Code Vein 2 | O ‘anime soulslike’ cresce em ambição, mas tropeça por tentar demais — ANÁLISE

0
149

O primeiro Code Vein sempre foi aquele jogo com uma promessa irresistível: um soulslike com estética anime, foco em companheiros e um sistema de builds extremamente flexível. Em 2019, porém, a execução oscilava entre charme e falta de polimento.

Agora, em Code Vein 2, a sensação é a de um estúdio que entendeu o que funcionava e decidiu aumentar o volume: mundo maior, mais ferramentas de combate, mais sistemas e uma narrativa mais ambiciosa.

No PC, o resultado é, na maior parte do tempo, uma experiência bem mais prazerosa do que a do antecessor. Ainda assim, o jogo carrega vícios difíceis de ignorar — especialmente em clareza de combate, variedade e ritmo.

A premissa: um reset narrativo com viagem no tempo

Uma decisão acertada foi tratar Code Vein 2 como uma experiência mais independente. Ele reaproveita conceitos, termos e o “clima” do universo, mas não exige que você tenha jogado o primeiro para acompanhar a história.
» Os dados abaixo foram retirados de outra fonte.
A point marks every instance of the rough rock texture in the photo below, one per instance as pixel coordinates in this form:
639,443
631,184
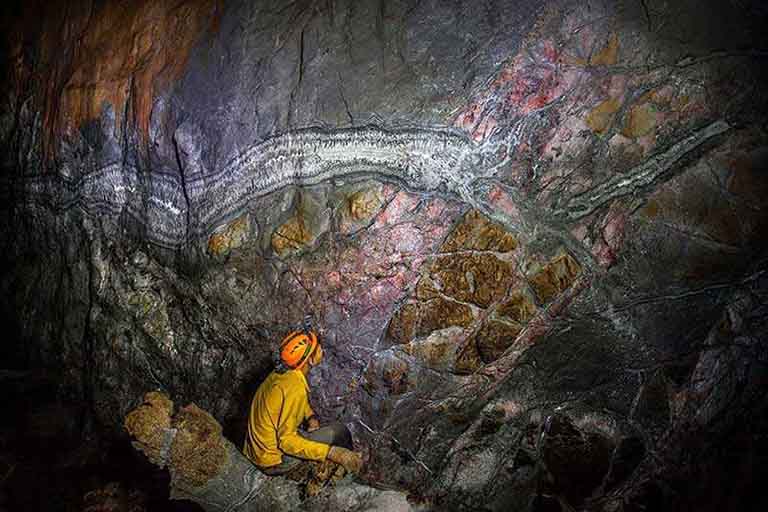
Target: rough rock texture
530,234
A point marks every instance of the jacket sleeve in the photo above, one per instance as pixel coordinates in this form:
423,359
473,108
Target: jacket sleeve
295,406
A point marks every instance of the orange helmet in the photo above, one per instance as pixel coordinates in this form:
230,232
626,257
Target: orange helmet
297,347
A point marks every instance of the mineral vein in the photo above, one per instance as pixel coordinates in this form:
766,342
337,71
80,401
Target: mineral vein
420,159
428,160
641,176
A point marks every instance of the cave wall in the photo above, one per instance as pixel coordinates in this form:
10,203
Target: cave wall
530,234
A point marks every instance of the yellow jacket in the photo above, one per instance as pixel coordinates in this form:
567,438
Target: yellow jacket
279,406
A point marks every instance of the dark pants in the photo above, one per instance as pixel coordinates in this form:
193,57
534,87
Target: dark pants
334,434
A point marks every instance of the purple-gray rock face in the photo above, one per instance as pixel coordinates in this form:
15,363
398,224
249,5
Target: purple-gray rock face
530,234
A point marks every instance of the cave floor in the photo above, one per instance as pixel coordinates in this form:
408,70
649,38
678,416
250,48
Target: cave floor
46,464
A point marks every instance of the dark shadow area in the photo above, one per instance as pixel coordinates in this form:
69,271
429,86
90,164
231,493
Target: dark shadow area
46,465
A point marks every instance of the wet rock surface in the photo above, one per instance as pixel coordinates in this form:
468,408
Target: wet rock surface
531,238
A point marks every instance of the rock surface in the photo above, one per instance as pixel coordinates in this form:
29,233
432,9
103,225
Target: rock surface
530,236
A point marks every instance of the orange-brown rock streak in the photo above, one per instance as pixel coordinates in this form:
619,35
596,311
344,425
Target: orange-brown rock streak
93,54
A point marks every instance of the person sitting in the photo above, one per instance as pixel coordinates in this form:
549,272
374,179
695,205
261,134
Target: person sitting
274,441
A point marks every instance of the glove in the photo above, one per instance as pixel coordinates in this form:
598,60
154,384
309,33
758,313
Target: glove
352,461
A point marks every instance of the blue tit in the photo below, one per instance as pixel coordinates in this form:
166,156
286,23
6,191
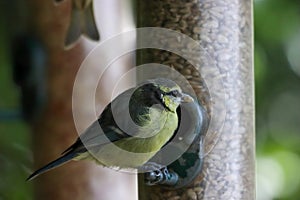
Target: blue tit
131,129
82,22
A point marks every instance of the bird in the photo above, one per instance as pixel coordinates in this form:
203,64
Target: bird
131,129
82,22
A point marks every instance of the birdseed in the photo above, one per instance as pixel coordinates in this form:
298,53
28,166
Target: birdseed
224,30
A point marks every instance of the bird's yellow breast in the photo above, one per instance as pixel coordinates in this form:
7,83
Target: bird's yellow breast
135,151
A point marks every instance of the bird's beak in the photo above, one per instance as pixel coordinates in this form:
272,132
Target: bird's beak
185,98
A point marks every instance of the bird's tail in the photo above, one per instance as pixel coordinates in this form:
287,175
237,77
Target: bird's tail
82,22
61,160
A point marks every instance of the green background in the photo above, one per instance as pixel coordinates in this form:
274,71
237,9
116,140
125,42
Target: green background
277,95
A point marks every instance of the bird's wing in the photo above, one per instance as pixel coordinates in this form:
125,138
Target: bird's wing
107,128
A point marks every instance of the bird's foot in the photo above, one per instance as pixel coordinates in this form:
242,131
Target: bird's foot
160,175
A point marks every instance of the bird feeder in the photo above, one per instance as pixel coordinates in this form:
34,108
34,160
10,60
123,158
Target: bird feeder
210,44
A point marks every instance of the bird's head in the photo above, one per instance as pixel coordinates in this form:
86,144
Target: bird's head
163,92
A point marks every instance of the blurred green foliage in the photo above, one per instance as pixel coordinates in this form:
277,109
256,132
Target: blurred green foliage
277,80
14,133
277,28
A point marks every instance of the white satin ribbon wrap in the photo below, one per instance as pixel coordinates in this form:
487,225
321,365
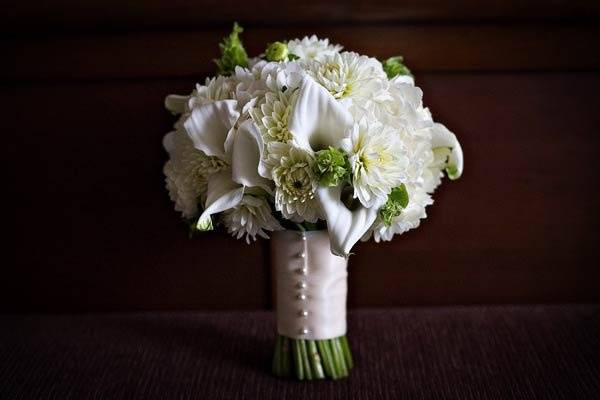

A trama se passa em um presente pós-apocalíptico e gira em torno de uma missão que mistura viagem no tempo com um dilema moral incômodo: você conhece personagens no passado, cria laços com eles e, mais tarde, precisa enfrentá-los no futuro por um suposto “bem maior”. No papel, é um gancho forte — e, em vários momentos, ele realmente funciona.

A estrutura de retornar ao passado para destravar confrontos no presente ajuda a criar uma boa sensação de progresso e propósito. O problema está na execução da escrita, que oscila bastante. Há momentos de carisma e forte identidade de JRPG, mas também excesso de exposição, diálogos longos demais e tentativas de emoção que nem sempre se sustentam.

Mundo aberto: mais liberdade, nem sempre mais densidade

A mudança mais visível é o salto para um mundo aberto. Quando o mapa finalmente se expande de verdade, a exploração pode ser recompensadora, com segredos, rotas alternativas, atividades paralelas e uma sensação de jornada muito mais ampla do que no jogo anterior.

Por outro lado, há uma crítica recorrente: apesar de grande, o mundo pode parecer vazio em vários trechos. Existem áreas longas com pouco interesse real, o que gera aquela sensação de “espaço demais para coisa de menos”. Isso pesa ainda mais quando o ritmo é interrompido por diálogos extensos ou trechos expositivos.

No PC, esses problemas são um pouco menos incômodos quando o desempenho ajuda a manter a fluidez, mas densidade de conteúdo não se resolve apenas com bom framerate. Code Vein 2 não tenta ser um “Elden Ring da Bandai” — ele tem identidade própria —, mas ainda carece de consistência.

Combate: divertido, agressivo… e às vezes injusto

O combate segue a cartilha dos soulslikes: gerenciamento de stamina, esquivas precisas, janelas de ataque, cura limitada e chefes que exigem leitura de padrões. Ao mesmo tempo, ele flerta com uma pegada mais permissiva de hack-and-slash, permitindo vencer muitos encontros “na raça”, sem explorar todo o kit avançado.

Quando tudo encaixa, o combate é delicioso. As builds, armas e habilidades criam um ciclo ofensivo que incentiva agressividade e experimentação constante.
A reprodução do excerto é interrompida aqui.